If you're the agent picking up this phase:

  1. Phase 9's InterestedParties list is the seam. This phase only adds the "look up the key, attach a new party to an existing entry" logic. The fan-out side already iterates the list correctly. If you find yourself rewriting Phase 9's response path, you've drifted out of scope.

  2. CoalescingKey includes UnitId. DL260 fleets typically use unit 1, but we don't assume — different unit IDs are different PLC personalities behind the same TCP socket and must not coalesce.

  3. FC03 and FC04 are different tables. Same register address space in DL series, but Modbus treats them separately. Different CoalescingKey for the same address; no coalescing across them.

  4. Coalescing is best-effort under races. Two simultaneous identical requests can both miss the map and create separate entries — counter just shows a lower ratio. Not a bug; documented behaviour. Do not over-engineer with double-checked locking.

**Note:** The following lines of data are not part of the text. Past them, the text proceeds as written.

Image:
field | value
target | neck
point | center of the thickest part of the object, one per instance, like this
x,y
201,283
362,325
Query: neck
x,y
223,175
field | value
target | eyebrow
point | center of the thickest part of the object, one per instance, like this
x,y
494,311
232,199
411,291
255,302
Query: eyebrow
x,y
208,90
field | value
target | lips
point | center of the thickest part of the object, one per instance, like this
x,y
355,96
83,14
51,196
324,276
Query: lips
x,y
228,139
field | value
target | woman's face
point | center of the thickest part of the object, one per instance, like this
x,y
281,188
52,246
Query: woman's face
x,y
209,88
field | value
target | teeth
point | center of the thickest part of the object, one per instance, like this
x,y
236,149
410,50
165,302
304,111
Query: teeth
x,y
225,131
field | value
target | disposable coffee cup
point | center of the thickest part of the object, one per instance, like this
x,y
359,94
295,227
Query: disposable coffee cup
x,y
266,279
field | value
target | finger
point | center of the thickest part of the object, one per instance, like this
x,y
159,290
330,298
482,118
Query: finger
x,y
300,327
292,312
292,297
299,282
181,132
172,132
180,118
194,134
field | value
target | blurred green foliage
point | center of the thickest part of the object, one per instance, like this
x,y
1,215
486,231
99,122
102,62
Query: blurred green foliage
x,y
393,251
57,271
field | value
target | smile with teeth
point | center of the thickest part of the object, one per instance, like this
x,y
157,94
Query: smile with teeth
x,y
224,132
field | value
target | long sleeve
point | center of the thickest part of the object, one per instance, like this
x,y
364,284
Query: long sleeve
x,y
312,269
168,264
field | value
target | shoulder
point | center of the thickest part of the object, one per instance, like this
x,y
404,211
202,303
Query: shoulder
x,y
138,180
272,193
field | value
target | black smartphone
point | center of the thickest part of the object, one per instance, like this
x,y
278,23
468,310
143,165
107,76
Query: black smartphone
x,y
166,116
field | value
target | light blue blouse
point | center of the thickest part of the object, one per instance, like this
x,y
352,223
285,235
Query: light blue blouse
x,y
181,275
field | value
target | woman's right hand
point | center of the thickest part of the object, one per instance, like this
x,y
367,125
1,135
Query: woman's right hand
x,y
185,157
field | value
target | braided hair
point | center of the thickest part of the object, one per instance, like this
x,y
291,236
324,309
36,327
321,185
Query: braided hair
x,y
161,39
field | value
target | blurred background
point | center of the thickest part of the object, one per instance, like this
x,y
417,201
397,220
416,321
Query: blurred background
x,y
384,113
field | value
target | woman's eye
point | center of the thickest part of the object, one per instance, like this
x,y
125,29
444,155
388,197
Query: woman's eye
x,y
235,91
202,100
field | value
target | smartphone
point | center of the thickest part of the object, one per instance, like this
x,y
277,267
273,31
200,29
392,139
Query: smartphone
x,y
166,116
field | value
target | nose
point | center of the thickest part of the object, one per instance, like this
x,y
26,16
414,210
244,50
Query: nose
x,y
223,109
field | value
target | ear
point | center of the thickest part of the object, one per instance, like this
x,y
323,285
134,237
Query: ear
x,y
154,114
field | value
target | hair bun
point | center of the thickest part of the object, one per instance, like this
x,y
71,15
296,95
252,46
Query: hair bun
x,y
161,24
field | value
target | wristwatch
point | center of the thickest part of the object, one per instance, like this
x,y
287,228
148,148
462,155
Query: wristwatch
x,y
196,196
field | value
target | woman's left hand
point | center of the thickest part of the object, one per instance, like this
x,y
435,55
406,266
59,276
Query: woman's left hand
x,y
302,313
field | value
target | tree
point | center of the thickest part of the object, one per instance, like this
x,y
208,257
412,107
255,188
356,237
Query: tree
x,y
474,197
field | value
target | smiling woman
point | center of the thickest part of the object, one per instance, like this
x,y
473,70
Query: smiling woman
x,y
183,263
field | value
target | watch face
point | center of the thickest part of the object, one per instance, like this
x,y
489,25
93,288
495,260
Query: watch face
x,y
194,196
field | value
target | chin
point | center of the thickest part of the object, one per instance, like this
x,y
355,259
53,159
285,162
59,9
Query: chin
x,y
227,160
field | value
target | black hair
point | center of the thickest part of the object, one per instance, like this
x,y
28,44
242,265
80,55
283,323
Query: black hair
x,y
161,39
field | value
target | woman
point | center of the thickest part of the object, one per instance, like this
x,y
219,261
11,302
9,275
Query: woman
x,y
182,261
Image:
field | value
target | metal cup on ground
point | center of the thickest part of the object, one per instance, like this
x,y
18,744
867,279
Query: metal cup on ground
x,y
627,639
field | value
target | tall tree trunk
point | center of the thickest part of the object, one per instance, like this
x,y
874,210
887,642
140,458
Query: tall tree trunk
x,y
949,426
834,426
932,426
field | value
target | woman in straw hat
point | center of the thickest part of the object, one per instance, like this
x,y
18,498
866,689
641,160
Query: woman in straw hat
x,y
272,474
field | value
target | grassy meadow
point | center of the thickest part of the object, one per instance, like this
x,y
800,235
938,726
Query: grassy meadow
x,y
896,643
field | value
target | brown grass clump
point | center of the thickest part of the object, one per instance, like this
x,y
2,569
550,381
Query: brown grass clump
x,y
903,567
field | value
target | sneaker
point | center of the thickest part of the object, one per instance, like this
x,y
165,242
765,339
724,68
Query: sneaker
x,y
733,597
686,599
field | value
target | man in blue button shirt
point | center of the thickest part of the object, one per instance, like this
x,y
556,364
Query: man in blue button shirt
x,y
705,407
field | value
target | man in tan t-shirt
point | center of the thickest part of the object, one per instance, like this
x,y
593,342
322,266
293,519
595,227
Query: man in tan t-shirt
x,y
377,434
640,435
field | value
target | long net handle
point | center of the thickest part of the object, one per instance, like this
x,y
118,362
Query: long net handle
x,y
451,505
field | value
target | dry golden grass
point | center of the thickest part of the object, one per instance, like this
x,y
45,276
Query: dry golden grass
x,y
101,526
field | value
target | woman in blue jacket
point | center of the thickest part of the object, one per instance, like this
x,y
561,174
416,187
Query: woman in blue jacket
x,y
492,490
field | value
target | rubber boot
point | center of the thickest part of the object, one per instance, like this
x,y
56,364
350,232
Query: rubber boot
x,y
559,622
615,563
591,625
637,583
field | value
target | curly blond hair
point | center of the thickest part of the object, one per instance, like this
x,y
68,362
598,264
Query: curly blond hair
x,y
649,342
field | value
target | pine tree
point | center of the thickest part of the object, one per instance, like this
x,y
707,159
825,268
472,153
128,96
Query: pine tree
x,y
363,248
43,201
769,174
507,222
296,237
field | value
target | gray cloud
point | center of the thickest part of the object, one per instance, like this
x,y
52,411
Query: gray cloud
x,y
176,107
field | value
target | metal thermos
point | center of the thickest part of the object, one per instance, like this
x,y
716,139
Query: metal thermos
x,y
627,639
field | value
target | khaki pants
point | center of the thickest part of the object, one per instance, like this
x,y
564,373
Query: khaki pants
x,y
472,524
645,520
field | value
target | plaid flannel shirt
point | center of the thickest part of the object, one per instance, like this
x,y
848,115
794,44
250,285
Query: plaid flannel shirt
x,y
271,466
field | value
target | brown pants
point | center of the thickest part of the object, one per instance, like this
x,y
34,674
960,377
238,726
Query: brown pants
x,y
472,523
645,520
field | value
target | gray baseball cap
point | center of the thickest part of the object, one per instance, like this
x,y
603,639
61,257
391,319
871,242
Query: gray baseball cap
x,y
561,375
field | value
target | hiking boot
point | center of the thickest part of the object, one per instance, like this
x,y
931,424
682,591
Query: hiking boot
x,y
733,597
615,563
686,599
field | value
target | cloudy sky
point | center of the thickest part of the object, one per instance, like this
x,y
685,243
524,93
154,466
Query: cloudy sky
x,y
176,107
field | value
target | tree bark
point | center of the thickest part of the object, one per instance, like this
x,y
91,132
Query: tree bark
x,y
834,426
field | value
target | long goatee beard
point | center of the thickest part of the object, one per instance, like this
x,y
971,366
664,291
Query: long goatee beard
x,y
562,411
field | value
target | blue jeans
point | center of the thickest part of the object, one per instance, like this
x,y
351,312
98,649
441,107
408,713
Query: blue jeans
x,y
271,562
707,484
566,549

  5. MaxParties is the load-shedding safety valve. If a thousand HMI panels all attach to one in-flight request, the response fan-out cost goes linear with attachment count and stalls the backend reader task. Cap at 32 by default. Past the cap, route through a fresh entry — fan-out cost per entry is bounded.

  6. The attach-or-create operation MUST be atomic per key. Two simultaneous arrivals must not both create new entries for the same key (would defeat coalescing). The simpler implementation: lock(map.SyncRoot) around the attach branch. The lock-free implementation uses AddOrUpdate with the updateFactory checking the count cap. Pick whichever you can write correctly in 30 minutes; document the choice.

  7. Response fan-out must check Pipe.IsAlive per party. An upstream client that disconnects between attaching and the response arriving — count it as CoalescedResponseToDeadUpstream and continue with the others. Do not throw, do not log per-occurrence at Information (would be too noisy under client churn).

  8. Hot-reload of Enabled doesn't disrupt in-flight entries. Disabling the feature mid-flight just means subsequent requests take the non-coalescing path. Existing coalesced entries drain when their response arrives. Don't try to "flush" them on the reload event.

  9. CoalescedHit + CoalescedMiss = total FC03+FC04 requests. The math has to balance per snapshot. Use Interlocked.Increment exclusively. Disabling coalescing means every FC03/04 request becomes a Miss (which is fine — the metric still tracks total reads).

  10. Update design.md AND kpi.md AND the install template in the same PR as the code. Doc drift is a gate failure. The coalescing-ratio KPI specifically graduates from "future" to "Tier 1 supported" — make that promotion explicit in kpi.md.

Cross-references

  • Phase 9's multiplexer is the foundation. The InterestedParty and InterestedParties types live there: 09-txid-multiplexing.md.
  • KPI graduation target: ../kpi.md → Tier 1 (rates / percentiles / availability — coalescing-ratio joins this tier).
  • Modbus unit-ID semantics that make coalescing-key uniqueness load-bearing: ../../DL260/dl205.md → "Function Code Support" and "Coils and Discrete Inputs".
  • Counter snapshot backwards-compat policy that this phase respects (additive only): ../kpi.md → "Backwards-compat policy".